Das ist’s: das Stück zur Stunde. Furcht, Zerfall, Vereinzelung zeigt die neue Choreografie der cie. toula limnaios. Dystopisch ist die Bühennwelt, in der die Figuren herumirren wie im Suchen schon Verlorene. Verstimmte Körper, die von unbeherrschbaren, ihnen fremden Impulsen hin- und hergezerrt werden, in unnatürliche Posen gezwungen wie Puppen. “tempus fugit” hat Toula Limnaios ihr neuestes Werk genannt – nach Vergils Mahnung, beim eigenen Tun die unaufhaltsam verrinnenden Stunden zu bedenken. Die Zeit wird knapp, darauf können sich pessimistisch und realistisch Gestimmte derzeit verständigen. Und Untergangsprophet*innen dürften sich von der beklemmenden Tanzszenenfolge bestärkt fühlen: Sind wir nicht alle zu Recht ein bisschen paranoid?
Gesichter und Extremitäten mit Erde bestrichen, die Körper in blassfarben-unkleidsame Trenchcoats oder Hängemäntelchen gehüllt, die Füße in Stiefeln, wälzen sich die sieben Tänzer*innen nacheinander in das staubende Laub auf der Bühne. Einstimmend in eine synchrone Bodenchoreografie aus Rollen, Schulterstand, starrem Umkippen und jähem Aufsetzen, wie seltsam ferngesteuerte Instrumente in eine bizarre Orchester-Variation. Ihre Fäuste an die Ziegelrückwand hämmernd, in ruckartigen Arm- und Oberkörperposen festhängend wie in der Zeitschleife wirken die stumpfsinnigen Sieben in der Szene danach wie desorientierte Dummies oder hilflose Held*innen. Ist’s eine Gruppe Untoter oder eine Abordnung fehlprogrammierter “Stepford Wives”? Ein satirischer Zug ist dem “Thriller”-Treiben nicht abzusprechen; ich denke an einen Tarantino-ähnlichen Genremix: “Pina Bausch, Vampirjägerin”.

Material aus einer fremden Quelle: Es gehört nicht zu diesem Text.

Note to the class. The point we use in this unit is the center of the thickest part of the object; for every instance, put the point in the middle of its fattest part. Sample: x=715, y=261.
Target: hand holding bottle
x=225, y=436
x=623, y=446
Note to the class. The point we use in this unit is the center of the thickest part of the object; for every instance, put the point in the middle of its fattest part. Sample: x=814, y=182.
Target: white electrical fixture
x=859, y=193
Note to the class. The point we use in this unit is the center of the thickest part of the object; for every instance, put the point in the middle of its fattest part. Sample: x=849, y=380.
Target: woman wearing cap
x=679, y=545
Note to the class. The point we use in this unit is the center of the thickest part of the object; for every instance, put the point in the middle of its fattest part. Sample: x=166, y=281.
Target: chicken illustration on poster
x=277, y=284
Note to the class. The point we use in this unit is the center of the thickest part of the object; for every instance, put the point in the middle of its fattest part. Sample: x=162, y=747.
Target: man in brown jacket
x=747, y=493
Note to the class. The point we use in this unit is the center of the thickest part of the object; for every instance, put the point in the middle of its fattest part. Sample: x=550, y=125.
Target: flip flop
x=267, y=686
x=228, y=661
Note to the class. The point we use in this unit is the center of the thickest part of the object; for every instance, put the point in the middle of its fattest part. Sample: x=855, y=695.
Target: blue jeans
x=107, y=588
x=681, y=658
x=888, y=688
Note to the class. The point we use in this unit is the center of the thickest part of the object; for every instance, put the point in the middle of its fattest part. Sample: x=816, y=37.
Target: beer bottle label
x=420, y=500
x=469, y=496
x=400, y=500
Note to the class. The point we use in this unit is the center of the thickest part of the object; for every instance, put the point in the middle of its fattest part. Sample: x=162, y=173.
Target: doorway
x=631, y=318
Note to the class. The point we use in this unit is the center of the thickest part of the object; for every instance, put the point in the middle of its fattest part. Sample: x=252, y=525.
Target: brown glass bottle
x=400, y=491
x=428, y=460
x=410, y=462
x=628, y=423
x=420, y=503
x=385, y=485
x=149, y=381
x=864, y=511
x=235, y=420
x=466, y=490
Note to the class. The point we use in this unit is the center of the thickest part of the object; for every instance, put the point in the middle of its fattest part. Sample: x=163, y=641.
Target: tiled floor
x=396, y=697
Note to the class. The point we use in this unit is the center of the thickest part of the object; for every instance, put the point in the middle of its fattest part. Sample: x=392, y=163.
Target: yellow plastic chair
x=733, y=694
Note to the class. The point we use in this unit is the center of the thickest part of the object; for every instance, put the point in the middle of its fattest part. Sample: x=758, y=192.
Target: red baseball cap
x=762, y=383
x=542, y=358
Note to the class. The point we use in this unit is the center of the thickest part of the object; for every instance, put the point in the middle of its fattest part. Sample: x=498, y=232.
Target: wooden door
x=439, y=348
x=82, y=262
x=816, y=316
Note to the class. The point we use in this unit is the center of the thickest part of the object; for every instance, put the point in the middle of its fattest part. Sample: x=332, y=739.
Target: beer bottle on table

Das Bewegungsmaterial wird in der folgenden Stunde Tanztheater in Gruppen- oder Solovariationen variiert: das Rucken und Beben, Verbiegen und Knicken, das Schleudern und Schlingern. Ellbogen drehen sich wie Maschinenteile, Köpfe arretieren wie kybernetisch fehlgesteuert und Finger tippen zwanghaft Smombie-artig auf unsichtbare Tastaturen. Immer wieder sinken die Tänzer*innen abrupt hintenüber wie Roboter mit gekappter Stromversorgung. Aber nicht nur eine technoide Zukunftsvision könnte es sein, die hier abgespult wird wie ein Horrorfilm – auch an ein archaisches Ritual der Dämonenaustreibung oder einen Tanzklassiker wie das “Frühlingsopfer” erinnern das gemeinsame Stampfen, die starren Gesichter, die zuckenden Glieder.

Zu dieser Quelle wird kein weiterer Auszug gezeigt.